Zaterdag is het een week geleden dat De Telegraaf een flinke impuls gaf aan de discussie over (en het a.s. onderzoek naar) de Nederlandse (politieke) steun voor de Amerikaanse inval in Irak in 2006. In dat artikel ging het vooral over de AIVD en het door die dienst klakkeloos overnemen van informatie van buitenlandse inlichtingendiensten. De Commissie-Davids (en de Tweede Kamer) zullen de kwestie verder onder de loep nemen. De rol van de Militaire Inlichtingen- en Veiligheidsdienst MIVD destijds is in de recente publiciteit nog op de achtergrond gebleven, maar zal de komende tijd wel veranderen.
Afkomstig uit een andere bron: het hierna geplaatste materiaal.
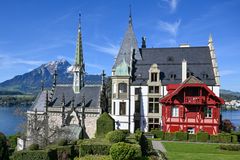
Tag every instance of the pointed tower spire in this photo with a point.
(129, 49)
(79, 67)
(214, 59)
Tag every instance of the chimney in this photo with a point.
(184, 70)
(144, 42)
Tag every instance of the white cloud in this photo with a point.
(109, 48)
(172, 4)
(171, 28)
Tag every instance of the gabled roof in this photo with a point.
(129, 44)
(169, 61)
(191, 82)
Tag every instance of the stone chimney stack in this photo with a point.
(184, 70)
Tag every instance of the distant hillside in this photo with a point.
(30, 82)
(229, 95)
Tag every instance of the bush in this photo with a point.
(3, 147)
(158, 133)
(33, 147)
(232, 147)
(214, 138)
(105, 124)
(116, 136)
(94, 148)
(62, 142)
(181, 136)
(202, 137)
(169, 136)
(192, 137)
(138, 135)
(33, 155)
(224, 138)
(125, 151)
(146, 145)
(234, 139)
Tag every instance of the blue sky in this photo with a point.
(34, 32)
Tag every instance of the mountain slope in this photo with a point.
(30, 82)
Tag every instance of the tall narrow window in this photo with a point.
(154, 77)
(122, 108)
(175, 111)
(137, 106)
(153, 105)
Terug naar 2003. De AIVD zat toen tot over zijn oren in de problematiek van het jihadistisch terrorisme en dat ging ten koste van andere klussen, zoals het in de gaten houden van het buitenland, een taak van de Directie Inlichtingen Buitenland. Veel tijd en menskracht om baanbrekende intelligence-resultaten te boeken ten aanzien van Irak zullen er niet zijn geweest, en datzelfde zal wel het geval zijn voor het kritisch tegen het licht houden van inlichtingenproducten van zusterdiensten als het Britse MI6, waarover De Telegraaf berichtte.
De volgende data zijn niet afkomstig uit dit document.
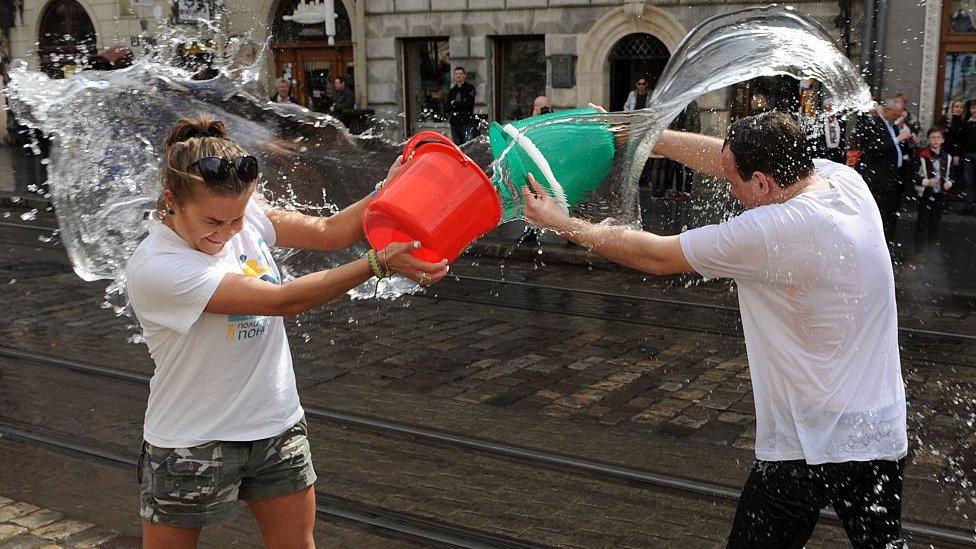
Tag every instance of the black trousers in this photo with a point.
(930, 208)
(781, 503)
(889, 202)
Toch meldde de regering op 27 september 2004 in antwoord op Kamervragen: “de informatie die het kabinet aan de Tweede Kamer over massavernietigingswapens in Irak heeft verstrekt, berustte mede op analyses van de AIVD.” De brief meldt concreet alleen ‘verwervingspogingen’, m.a.w. pogingen van buitenlandse actoren om in Nederland (grondstoffen voor) kwalijke spullen te kopen.
Maar wat mij na al die jaren nog steeds bijzonder boeit is één zinnetje uit een brief aan de Tweede Kamer van toenmalig minister van Buitenlandse Zaken Jaap de Hoop Scheffer. Het gaat om de allerlaatste zin, bij wijze van spreke een voetnoot. Hoe was de regering tot haar standpunt gekomen? “Ten slotte beschikte de regering over de inlichtingen die de MIVD en de AIVD uit eigen bronnen hebben”. Kijk dáár zou ik graag meer over willen weten!
—————
De situatie in het Midden-Oosten
Kamerbrief van de minister van Buitenlandse Zaken
22 augustus 2003
De regering heeft steeds onderstreept dat haar standpunt zou afhangen van de mate waarin Irak resolutie 1441 naleefde en dat zij zich hierover een eigen oordeel zou vormen. In haar uiteindelijke oordeelsvorming heeft de regering zich gebaseerd op een breed spectrum aan informatie.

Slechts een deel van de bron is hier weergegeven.